100 years!! What a thrilling number!  I marvel at the experience you've had since 1915...all that you've seen, all that you've done, all the people you have loved.  Pre-WWI, pre-Titanic tragedy, pre-motorized vehicles, planes...you have evolved with a quickly changing world and have done so with grace & poise beyond what most could undertake.  You've been a daughter, a sister, a friend, a wife, a mother, an aunt, a grandmother, a great-grandmother and a great-great-grandmother.   I cherish that we have 5 living generations.

Nana, I must share with you the impact your life has had on my spirit.  You have influenced my thoughts and my actions and have modeled some of the key life lessons I yearn to mature into understanding.  When I think about you, I find myself holding onto these words:

Balanced.  I don't think a woman lives to be 100 without having an incredible capacity for balance. You don't indulge or deprive.  In fact, I chose the word "balance" as my "word" for 2014 (yes...I have a yearly "word"...you'll have to excuse the nerd in me) in your honor.  Whether it is food, exercise, cleaning, cooking, spending, saving, talking, listening, reading, watching, observing, sharing...you simply appear to be in harmony with life, relationships & Christ.  Please teach us all how to have more hope and less stress.  I might add that you aren't completely balanced.  You love and you pray...whole-heartedly.  Thank you for loving unconditionally and being committed to praying for me, my husband and my children.

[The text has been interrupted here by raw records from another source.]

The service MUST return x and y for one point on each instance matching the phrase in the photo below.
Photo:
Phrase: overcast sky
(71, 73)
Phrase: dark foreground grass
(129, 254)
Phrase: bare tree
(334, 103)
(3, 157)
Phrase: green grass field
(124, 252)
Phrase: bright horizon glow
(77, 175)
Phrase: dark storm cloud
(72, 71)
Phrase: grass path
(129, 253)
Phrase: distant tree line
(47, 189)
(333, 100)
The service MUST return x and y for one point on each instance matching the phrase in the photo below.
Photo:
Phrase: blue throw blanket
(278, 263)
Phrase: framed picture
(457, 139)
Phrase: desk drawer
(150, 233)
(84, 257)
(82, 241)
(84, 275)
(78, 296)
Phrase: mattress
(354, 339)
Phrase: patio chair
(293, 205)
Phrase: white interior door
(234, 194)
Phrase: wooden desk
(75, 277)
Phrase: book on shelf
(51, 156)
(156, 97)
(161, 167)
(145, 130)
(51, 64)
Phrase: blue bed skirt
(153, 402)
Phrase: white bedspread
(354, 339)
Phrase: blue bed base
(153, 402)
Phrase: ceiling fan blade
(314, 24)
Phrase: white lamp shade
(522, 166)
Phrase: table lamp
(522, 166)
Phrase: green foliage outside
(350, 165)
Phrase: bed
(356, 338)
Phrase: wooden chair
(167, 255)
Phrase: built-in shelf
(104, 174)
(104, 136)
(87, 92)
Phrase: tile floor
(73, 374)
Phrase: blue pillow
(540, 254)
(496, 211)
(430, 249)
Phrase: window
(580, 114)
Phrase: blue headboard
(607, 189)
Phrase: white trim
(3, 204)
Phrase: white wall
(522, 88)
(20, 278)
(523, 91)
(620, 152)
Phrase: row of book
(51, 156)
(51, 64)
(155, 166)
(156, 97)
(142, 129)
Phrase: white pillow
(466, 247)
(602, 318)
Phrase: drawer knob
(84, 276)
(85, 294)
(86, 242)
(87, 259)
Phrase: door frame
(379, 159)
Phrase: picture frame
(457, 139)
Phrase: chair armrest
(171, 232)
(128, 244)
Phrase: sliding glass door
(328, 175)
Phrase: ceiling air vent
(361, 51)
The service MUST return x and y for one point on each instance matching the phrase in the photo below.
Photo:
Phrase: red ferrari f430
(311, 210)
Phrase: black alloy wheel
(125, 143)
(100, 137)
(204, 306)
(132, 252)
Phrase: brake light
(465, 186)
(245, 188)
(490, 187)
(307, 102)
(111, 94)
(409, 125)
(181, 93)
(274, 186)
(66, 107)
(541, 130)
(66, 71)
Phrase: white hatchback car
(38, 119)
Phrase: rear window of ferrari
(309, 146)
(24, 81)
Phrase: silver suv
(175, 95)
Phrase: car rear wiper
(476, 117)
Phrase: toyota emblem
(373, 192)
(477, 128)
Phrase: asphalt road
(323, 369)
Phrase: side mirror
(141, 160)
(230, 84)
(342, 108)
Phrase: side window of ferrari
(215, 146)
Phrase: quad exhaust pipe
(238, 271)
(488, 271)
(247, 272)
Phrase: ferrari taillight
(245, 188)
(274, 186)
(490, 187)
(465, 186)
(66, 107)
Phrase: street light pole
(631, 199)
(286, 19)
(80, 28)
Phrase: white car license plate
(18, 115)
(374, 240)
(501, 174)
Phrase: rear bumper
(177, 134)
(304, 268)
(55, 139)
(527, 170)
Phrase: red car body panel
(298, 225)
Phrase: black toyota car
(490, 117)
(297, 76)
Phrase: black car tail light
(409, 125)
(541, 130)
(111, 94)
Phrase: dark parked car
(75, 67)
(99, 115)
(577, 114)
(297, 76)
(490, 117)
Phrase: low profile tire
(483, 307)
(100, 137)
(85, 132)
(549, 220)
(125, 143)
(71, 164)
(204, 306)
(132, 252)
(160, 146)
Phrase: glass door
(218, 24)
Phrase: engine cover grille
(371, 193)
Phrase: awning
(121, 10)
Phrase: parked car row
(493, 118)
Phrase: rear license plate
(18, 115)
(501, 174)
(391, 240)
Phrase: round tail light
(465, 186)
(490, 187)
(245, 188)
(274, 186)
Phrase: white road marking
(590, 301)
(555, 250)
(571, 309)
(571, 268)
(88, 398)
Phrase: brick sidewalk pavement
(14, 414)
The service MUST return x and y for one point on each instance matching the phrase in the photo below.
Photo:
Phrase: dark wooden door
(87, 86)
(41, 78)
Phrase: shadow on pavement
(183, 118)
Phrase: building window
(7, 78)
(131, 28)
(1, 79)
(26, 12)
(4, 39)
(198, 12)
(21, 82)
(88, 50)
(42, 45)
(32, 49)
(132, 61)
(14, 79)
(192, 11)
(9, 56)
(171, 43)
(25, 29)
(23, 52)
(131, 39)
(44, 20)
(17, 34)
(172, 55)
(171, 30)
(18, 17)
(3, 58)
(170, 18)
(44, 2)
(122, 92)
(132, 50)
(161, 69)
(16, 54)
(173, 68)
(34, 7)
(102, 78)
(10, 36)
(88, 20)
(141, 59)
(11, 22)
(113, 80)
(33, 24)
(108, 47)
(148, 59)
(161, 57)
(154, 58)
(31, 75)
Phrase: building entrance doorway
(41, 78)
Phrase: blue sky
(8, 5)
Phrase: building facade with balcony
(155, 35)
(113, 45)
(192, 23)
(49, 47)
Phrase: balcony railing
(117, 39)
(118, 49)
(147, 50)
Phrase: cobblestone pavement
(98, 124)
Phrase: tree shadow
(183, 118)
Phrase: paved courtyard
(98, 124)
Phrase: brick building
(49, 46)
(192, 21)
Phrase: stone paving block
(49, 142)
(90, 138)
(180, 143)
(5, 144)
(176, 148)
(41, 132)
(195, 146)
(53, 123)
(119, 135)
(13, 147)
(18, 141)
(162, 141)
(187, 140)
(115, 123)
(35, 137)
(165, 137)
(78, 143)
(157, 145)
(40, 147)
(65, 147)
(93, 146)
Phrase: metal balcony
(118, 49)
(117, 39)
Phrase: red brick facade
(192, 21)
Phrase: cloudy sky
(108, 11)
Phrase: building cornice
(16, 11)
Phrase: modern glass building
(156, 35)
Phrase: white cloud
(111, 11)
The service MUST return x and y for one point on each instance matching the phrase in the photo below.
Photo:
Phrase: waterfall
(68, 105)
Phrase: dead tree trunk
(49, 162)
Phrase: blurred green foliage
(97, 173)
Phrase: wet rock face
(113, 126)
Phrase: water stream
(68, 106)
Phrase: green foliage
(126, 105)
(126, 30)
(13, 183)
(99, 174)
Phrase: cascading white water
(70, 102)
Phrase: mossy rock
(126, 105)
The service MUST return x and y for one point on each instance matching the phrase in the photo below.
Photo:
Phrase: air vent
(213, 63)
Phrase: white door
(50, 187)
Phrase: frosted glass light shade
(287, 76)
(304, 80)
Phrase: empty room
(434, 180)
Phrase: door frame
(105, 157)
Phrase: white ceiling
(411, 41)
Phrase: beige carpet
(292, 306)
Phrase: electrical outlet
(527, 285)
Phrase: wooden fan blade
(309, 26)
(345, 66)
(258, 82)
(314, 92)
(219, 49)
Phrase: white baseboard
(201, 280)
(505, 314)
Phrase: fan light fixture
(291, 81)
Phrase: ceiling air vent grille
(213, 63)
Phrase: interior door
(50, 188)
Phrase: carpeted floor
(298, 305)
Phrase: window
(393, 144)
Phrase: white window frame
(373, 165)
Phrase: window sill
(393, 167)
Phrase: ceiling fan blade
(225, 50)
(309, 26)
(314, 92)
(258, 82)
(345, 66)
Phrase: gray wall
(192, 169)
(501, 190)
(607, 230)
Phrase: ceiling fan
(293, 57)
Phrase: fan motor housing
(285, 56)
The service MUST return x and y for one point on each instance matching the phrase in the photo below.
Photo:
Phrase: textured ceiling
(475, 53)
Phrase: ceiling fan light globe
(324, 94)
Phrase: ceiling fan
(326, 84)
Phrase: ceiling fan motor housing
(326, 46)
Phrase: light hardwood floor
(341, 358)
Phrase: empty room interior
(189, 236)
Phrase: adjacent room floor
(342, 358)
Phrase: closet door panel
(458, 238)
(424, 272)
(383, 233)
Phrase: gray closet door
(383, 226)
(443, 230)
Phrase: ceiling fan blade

(you can tell I finished the letter after her death as I moved from present tense to past tense...)

Strong.  Goodness by the time you had reached age 20 you had been through real trials. You had mourned the loss of your father, given birth to a baby that lived only 2 short days and were in the midst of helping your husband work through a severe illness.  I suppose God gives us strength to endure at the time it is needed but He certainly sustained you through some difficult times.

Refined.  The dictionary defines "Refined" as: To become pure, fine, elegant or polished; to make fine distinctions in thought or language.  I believe the older you grew, you became exceedingly more polished, elegant, creative, distinct, lovely.  You had a firm grasp on our changing world and rather than being confused, frustrated, melancholy...you embraced it and chose to see the beauty of allowing oneself to evolve through life.  You held tight to the promises of Christ and chose to cast your cares upon Him.

Thank you for being a model of a saintly woman in my life.  I love you, I cherish the times we spent chatting...the times you spent listening to me go on about my own "struggles" and joys...the many times you partook in humor...sometimes at your own expense...and the life lessons I will take with me as I continue my own journey of living a long and fulfilling life.

With deepest love,
Tricia

PS--I don't' think I quite understood just how much you loved chocolate until your funeral.  I've always wondered why I prefer chocolate over any other food and now I know it is hereditary!  A dear friend once bought me an ornament that read: "I'd give up chocolate...but I'm no quitter!" I wish I would have shared that with you. ;)

It feels good to write that.  It feels good to publish it.  I hope maybe it blesses you, even a little bit.

5 Generations

2012

2014

The last photo I took of Nana (2015)...the youngest & oldest member of the "Stubbs" clan.